In Chinese Medicine, summer represents energy, movement and activity. It’s the most yang of the seasons and is associated with heat and the element fire.
Life is blooming with flowers, fruits and vegetables. The color of summer is red, the organ is the heart and the emotion is joy.
The legendary Yellow Emperor, who ruled in 2697 BC and is believed to be the founder of Chinese Medicine says:
In the three months of summer, there is an abundance of sunshine and rain. The heavenly energy descends, and the earthly energy rises. When these energies merge, there is intercourse between heaven and earth. As a result, plants mature and animals, flowers, and fruit appear abundantly.
One may retire somewhat later at this time of year, while still arising early. One should refrain from anger and stay physically active, to prevent the pores from closing and the chi from stagnating. Emotionally it is important to be happy and easygoing and not hold on to grudges, so that the energy can flow freely.
The sun gets a bad rap: skin cancer, premature aging and sunburn. While excess sun exposure can certainly be harmful, the sun is a life force. It grows plants, fruits and vegetables and limited exposure is good for us.

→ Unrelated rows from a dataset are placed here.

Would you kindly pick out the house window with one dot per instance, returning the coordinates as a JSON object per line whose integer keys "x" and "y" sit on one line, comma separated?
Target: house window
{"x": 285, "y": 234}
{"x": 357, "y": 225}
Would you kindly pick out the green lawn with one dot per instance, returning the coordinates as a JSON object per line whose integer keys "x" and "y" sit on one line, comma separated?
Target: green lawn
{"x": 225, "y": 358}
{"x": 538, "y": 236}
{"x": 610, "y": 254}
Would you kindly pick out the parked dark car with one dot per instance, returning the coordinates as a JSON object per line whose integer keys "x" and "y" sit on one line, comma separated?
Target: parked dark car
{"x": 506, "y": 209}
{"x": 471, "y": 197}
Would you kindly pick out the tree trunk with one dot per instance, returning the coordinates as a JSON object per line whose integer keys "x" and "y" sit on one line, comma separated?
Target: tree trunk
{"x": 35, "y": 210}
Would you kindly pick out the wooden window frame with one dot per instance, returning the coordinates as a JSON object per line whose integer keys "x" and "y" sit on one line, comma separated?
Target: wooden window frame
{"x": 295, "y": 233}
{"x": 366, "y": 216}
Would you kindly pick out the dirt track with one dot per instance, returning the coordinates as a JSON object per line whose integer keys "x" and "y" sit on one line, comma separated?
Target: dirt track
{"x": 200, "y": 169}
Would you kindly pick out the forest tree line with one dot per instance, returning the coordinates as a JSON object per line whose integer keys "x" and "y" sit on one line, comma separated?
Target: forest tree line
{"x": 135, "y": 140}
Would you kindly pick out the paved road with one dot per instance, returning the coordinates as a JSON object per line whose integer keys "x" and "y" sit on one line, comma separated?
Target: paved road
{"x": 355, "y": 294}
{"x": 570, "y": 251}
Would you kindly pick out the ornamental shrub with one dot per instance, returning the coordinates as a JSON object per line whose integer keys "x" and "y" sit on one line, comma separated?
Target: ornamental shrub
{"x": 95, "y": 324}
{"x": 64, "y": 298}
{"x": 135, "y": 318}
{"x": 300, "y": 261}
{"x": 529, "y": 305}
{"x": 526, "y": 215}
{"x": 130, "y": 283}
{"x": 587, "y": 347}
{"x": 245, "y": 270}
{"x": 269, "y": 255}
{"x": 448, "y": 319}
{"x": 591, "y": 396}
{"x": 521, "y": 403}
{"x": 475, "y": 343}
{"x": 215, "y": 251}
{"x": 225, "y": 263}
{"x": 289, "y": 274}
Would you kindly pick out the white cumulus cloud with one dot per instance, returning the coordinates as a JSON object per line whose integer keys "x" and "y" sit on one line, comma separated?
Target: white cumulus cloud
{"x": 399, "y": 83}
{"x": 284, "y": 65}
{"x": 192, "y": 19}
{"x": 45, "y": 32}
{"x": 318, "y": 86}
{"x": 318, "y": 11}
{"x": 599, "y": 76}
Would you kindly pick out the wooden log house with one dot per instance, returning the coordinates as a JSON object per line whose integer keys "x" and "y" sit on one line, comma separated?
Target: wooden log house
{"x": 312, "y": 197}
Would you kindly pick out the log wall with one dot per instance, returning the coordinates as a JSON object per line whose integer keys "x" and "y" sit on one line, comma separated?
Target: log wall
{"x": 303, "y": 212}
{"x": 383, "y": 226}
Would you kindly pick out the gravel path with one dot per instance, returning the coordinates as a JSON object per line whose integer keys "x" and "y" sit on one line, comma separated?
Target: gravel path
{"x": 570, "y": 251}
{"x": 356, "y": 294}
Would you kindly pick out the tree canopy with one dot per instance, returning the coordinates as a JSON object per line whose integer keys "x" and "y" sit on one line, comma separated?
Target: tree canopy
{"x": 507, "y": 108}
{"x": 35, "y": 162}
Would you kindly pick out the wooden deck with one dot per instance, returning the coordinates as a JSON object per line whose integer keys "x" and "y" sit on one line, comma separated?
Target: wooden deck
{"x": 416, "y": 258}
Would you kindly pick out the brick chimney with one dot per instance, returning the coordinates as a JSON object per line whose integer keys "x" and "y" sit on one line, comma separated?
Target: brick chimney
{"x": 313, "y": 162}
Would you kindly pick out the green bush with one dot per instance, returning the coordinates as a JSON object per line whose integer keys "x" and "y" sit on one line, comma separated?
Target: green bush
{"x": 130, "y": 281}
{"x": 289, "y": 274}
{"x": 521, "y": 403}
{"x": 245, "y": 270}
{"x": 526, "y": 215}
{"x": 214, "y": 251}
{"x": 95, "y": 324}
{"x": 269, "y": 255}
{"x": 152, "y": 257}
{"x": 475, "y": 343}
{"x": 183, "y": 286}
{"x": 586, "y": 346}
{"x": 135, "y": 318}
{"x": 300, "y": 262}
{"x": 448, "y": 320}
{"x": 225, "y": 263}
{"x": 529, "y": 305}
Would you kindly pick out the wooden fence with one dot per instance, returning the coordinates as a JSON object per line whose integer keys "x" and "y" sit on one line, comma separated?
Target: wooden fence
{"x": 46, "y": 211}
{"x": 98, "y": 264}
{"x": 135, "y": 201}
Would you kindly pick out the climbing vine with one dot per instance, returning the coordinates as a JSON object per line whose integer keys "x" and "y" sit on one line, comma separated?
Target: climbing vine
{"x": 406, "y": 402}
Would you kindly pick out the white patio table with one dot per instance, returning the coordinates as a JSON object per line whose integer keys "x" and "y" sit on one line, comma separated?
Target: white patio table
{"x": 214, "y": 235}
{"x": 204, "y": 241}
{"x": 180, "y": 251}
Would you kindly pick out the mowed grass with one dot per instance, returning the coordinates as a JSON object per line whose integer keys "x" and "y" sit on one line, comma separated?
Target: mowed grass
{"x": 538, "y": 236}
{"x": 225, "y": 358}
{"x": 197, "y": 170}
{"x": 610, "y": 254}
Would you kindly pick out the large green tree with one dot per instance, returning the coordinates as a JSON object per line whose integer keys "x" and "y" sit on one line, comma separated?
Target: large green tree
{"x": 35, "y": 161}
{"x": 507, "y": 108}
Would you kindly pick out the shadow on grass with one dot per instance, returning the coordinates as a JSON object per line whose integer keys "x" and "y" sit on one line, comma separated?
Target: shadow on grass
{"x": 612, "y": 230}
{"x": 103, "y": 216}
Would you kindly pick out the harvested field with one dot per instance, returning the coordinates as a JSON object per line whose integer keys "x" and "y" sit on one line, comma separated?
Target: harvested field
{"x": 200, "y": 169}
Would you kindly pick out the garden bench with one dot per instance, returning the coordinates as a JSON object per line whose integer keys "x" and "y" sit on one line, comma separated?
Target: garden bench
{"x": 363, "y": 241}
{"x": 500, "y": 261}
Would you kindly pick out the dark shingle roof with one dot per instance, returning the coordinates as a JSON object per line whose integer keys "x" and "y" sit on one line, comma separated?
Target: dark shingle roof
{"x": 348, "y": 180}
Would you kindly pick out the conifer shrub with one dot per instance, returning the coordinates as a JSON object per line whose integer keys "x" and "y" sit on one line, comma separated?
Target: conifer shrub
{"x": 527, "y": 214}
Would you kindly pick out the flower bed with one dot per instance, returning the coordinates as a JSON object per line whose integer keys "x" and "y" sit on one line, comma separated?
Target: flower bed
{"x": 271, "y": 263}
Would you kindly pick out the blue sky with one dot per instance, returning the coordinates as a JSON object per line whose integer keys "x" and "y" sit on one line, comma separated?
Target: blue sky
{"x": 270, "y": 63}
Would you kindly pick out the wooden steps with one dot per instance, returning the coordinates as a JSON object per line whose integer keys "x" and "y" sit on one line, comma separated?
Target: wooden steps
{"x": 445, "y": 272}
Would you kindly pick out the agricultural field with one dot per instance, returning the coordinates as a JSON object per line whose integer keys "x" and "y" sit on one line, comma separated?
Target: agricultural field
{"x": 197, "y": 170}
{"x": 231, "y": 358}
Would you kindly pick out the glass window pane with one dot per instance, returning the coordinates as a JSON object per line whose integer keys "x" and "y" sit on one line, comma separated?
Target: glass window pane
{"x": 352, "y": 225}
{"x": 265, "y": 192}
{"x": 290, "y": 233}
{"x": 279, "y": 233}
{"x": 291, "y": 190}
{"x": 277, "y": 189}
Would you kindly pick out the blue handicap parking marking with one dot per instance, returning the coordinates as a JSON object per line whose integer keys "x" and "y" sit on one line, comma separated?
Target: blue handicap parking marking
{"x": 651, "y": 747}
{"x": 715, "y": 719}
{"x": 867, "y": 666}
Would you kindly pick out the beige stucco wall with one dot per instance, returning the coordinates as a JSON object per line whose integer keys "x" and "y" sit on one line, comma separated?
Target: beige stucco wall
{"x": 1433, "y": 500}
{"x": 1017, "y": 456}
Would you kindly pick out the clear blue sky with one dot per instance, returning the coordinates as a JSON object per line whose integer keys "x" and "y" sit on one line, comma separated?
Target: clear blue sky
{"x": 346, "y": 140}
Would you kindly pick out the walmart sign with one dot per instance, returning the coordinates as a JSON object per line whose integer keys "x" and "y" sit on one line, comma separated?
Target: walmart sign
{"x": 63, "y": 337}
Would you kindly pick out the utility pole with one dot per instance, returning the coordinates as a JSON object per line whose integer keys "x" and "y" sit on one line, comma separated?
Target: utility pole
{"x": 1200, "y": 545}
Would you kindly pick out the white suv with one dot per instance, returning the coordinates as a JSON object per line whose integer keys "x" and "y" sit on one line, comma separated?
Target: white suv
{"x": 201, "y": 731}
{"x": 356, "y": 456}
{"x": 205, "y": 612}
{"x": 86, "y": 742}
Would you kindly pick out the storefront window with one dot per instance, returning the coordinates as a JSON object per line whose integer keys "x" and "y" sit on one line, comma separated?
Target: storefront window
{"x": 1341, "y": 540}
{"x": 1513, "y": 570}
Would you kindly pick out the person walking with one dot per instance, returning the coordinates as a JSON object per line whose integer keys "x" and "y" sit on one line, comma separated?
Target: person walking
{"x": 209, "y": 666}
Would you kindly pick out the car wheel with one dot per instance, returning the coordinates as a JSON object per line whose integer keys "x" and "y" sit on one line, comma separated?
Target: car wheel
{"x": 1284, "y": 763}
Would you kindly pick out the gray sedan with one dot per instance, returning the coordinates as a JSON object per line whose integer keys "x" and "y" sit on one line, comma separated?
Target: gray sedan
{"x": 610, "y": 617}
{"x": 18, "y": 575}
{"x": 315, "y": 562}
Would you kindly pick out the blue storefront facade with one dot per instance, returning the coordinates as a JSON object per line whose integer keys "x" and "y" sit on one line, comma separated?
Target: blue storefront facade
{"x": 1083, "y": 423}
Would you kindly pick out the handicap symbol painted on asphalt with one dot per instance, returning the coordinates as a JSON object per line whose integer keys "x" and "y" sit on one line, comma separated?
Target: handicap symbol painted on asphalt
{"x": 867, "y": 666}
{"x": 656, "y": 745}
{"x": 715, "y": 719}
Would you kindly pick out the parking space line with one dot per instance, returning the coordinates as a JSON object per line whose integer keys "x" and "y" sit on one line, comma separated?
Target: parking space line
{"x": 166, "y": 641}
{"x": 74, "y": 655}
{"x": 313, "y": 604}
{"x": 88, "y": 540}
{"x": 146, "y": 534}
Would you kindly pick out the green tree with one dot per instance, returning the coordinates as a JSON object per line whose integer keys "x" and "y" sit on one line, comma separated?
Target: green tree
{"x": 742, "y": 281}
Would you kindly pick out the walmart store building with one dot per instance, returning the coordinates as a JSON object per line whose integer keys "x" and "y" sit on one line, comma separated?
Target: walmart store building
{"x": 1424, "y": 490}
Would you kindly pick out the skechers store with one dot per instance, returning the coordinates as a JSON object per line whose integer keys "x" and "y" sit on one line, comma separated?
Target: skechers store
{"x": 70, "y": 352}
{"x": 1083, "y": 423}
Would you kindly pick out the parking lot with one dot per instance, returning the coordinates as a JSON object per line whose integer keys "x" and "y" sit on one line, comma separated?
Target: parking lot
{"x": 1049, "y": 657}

Ten to 20 minutes of sun per day without sunscreen between 11am to 1pm is beneficial. The body takes a few hours to produce vitamin D so avoid showering for a couple hours after sun exposure.
Put your face in the sun and close your eyes. The sunlight will travel through your eyelid to the Pineal Gland which produces serotonin. At night, this turns to melatonin which helps us sleep well and wake up rested.
In old times, the peak of the day was a time to rest and avoid the heat of the sun. If your schedule allows, take an afternoon nap or if not, try a 10-minute meditation break. There are many guided meditation apps like Waking Up.
If you decide to stay in the sun, use a natural sunscreen that contains mineral protectants like zinc and titanium dioxide. Mineral sunscreens sit on the top of the skin and deflect damaging UV rays away from the skin. Avoid highly questionable petrochemicals which can cause endocrine disruption.
In the summer months, we need to make sure we are balanced and hydration is a huge part of offsetting the heat. At a minimum, we need to be drinking half our body weight in ounces. For every cup of alcohol or coffee, add 2-3 more cups of water. For example:
120 lbs 1.7 liters
150 lbs 2.2 liters
175 lbs 2.6 liter
190 lbs 2.8 liters
230 lbs 3.4 liters
Drink water 30 minutes before a meal to avoid diluting digestive enzymes.
In traditional Chinese Medicine, each food has a temperature property. In summer, we eat cool foods that have hydrating properties to help offset the heat. Raw foods are considered cooling.
These delicious fruits, vegetables, and herbs are perfect for summer:
If we follow these principles during the summer, our body will naturally detox because we are more active and perspire more, drink lots of water and eat raw foods. For these reasons, it’s not the best time to do a kidney or liver cleanse.
When our bodies absorb sunlight we have better digestion which increases our nutrients.
We can also take fewer supplements, as we get more of these naturally from the healthy food we eat.
Avoid heavy meats. The best summer protein is fish. Wild Alaskan Salmon is rich in Omega 3s, B vitamins, Potassium, Selenium and the antioxidant Astaxanthin which helps reduce LDL cholesterol levels.
Since red is the color of summer, foods like cherries, beets, tomatoes and watermelon are particularly good.
Summer is the time to get out and be active. Hike, bike, walk or garden. If you work in an office, take a walk break. Research shows just a 10-minute walk has health benefits. Take advantage of the earlier sunrise and the later sunset.
Summer is the time to nourish ourselves. When our hearts are balanced, we sleep better, feel more rested and experience joy. Travel, explore and be with your friends. If we are out of balance, we may be feeling a lack of joy (depression). This is a great time to heal emotional wounds.